Some men are born posthumously. ~Nietzsche

Maximum Wages?

Posted by penuruloki on October 20, 2009

I’m not the only one with an eclectic posting habit. Tobold, posting on his MMO blog site, brought up the topic of fair distribution of profits, citing a Wall Street Journal article drawing attention to the compensation that bankers have been receiving in the wake of the banking crisis. The problem with the article isn’t his contention (that banker compensation seems more generous than other professionals receive), it’s with his conclusion:

But what really makes many people angry is that while bankers get so much more money than other employees, a lot of other people actually lost a lot of money to the banks. If you bought bank shares in early 2007, you probably lost most if not all of your investment. And then many banks got propped up with taxpayer money. That all looks like paying somebody else to play in a casino for you, with him keeping a good part of the winnings if he wins, and you still having to pay him a lot if he loses.

So while there is a lot to be said against the state dictating how much people should earn, I do think that both minimum wages and maximum wages have some justification as long as they aren’t too restrictive, and are just designed to prevent the worst cases of excess.

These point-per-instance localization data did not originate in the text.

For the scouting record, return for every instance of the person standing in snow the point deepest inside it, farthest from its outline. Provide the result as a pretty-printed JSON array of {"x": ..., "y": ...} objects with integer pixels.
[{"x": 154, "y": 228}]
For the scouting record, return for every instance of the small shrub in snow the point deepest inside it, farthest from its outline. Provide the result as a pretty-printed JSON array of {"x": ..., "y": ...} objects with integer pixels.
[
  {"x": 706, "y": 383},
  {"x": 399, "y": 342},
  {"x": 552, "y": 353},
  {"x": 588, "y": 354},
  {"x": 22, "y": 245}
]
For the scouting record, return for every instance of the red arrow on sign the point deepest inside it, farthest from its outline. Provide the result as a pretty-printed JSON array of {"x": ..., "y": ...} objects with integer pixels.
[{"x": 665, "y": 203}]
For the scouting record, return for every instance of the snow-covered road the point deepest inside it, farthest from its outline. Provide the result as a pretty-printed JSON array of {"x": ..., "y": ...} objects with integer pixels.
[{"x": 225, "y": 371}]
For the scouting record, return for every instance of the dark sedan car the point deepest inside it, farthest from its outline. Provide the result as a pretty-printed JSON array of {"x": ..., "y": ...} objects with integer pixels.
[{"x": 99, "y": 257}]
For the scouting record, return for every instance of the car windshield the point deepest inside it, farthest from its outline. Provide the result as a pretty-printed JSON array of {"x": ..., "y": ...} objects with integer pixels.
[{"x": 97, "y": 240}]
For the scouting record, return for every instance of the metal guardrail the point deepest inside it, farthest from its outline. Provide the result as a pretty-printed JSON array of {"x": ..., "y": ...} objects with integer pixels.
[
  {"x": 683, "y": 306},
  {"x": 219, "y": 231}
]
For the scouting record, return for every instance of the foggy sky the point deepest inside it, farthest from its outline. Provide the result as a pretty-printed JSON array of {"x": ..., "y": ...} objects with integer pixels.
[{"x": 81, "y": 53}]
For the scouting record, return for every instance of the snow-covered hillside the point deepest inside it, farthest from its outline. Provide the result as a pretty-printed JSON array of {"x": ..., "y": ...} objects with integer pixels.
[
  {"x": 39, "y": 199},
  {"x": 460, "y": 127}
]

This kind of proposition always starts with “the worst cases of excess,” but if you give people a hammer, they start seeing nails. Pretty soon wage caps abound in an attempt to even out pay scales, and the winners and losers become determined by political contest rather than being linked to actual production. Once you decide that appropriate pay level is a political question, every future move down that road is a matter of degree. No, the limited government controls on compensation is a good thing, and not the problem at issue here.

Guess what? In that quote above, Tobold even catches the real problem. Let’s zoom in on that quote a little [emphasis mine]:

And then many banks got propped up with taxpayer money. That all looks like paying somebody else to play in a casino for you, with him keeping a good part of the winnings if he wins, and you still having to pay him a lot if he loses.

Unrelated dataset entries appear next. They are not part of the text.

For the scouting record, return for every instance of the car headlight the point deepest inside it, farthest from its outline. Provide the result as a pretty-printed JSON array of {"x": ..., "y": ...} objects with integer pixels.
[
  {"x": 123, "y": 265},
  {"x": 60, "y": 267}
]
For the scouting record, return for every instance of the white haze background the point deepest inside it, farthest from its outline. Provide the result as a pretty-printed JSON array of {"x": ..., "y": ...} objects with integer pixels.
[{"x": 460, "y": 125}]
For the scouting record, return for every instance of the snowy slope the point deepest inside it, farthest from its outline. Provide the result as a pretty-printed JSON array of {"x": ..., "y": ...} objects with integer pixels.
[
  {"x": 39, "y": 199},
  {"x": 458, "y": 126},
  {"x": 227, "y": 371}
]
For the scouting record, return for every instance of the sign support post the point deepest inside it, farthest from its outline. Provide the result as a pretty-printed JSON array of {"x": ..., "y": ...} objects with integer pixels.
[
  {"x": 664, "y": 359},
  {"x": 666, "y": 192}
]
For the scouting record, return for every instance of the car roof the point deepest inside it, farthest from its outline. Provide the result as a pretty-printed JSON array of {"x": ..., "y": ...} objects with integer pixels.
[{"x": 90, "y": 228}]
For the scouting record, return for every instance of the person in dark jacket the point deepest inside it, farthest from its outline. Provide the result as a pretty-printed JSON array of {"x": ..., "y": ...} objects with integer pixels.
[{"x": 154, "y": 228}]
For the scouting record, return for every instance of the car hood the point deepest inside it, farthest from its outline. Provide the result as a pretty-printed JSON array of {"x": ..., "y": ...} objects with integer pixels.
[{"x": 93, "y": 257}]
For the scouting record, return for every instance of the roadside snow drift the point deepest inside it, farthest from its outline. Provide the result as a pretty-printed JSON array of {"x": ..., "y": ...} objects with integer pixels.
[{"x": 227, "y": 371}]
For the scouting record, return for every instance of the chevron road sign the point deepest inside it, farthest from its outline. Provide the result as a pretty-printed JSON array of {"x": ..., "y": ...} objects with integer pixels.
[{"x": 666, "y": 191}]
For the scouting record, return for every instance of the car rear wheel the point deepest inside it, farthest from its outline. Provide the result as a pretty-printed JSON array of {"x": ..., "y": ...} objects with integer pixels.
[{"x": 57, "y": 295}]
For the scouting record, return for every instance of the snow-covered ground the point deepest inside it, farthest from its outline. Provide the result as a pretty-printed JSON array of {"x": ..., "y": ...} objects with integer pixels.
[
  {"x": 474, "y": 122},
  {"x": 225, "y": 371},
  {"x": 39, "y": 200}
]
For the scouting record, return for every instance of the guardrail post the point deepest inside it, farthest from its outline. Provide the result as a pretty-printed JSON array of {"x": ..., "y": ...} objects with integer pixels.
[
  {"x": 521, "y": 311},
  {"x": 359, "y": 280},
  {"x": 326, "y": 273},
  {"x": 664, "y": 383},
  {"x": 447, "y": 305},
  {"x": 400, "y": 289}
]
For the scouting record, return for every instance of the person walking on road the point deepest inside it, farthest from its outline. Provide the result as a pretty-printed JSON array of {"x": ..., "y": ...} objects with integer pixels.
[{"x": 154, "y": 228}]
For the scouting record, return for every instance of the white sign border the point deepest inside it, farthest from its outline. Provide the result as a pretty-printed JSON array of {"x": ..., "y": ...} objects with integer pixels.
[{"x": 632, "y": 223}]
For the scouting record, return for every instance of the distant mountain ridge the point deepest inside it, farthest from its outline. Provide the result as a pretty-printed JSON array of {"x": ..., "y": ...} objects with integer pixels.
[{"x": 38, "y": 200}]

The problem is that people have already confounded economics with politics. If the banks had been allowed to fail, the bankers would have been out on the street competing with each other for lower compensation, just like everyone who wasn’t saved by a bailout. The “excessive” compensation is a result of past political meddling, not an excuse for more. People should be reflecting on the damage already done by the government throwing its weight around in the business sphere, not looking for more easy answers from politicians.

I realize it’s easy for me to talk tough about letting those companies fail, since it isn’t my house or my job, but guess what? I know more people that lost their home anyway than I know people who benefited from all the stimulus and bailout money. Anecdotal sure, but there’s a reason why bad businesses have to fail. If you prop them up, then bad business practices continue, market corrections are not made, your economy suffers, and it drags down everyone without the connections to get preferential treatment. If the figures on the WSJ page offend you, blame the politicians for spending your money to prop up that segment. Don’t encourage them to make things worse.